La nueva denuncia presentada ante el Tribunal Superior de Justicia de Cataluña (TSJC) va dirigida también contra los otros tres miembros de la Mesa de JxS, Lluís Corominas, Anna Simó y Ramona Barrufet.
En su querella, la Fiscalía sostiene que el 5 de octubre de 2016 los querellados permitieron con sus votos favorables que la Mesa del Parlamento catalán admitiera a trámite dos propuestas de JxS y la CUP que instaban a convocar un referéndum, pese a "tener pleno conocimiento" de que el TC había prohibido desarrollar cualquier resolución que emanara de la declaración de ruptura del 9 de noviembre, que abría la puerta a una vía unilateral a la independencia.

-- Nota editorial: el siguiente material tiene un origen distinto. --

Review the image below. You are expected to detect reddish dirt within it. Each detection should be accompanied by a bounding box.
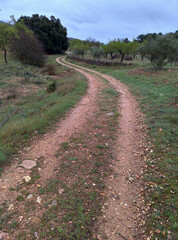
[0,58,145,240]
[63,60,146,240]
[0,58,98,203]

Según el ministerio público, las decisiones de los querellados "ponen en evidencia su voluntad inequívoca e irreversible de llevar adelante su proyecto político por la fuerza de los hechos consumados, con total desprecio a la Constitución". Y, en concreto, la conducta de Forcadell "evidencia aún más su contumaz y obstinada voluntad de incumplir los mandatos constitucionales", lo que "ya había dejado patente" cuando el 27 de julio de 2016 permitió que el Parlamento catalán votara la hoja de ruta independentista.
"Los querellados posibilitaron la aprobación de una resolución que de manera expresa trata de desvincular a las instituciones de la comunidad autónoma de Cataluña del sistema constitucional, dinamitando la distribución de competencias establecida en el modelo de ordenación territorial del Estado", sostiene el fiscal.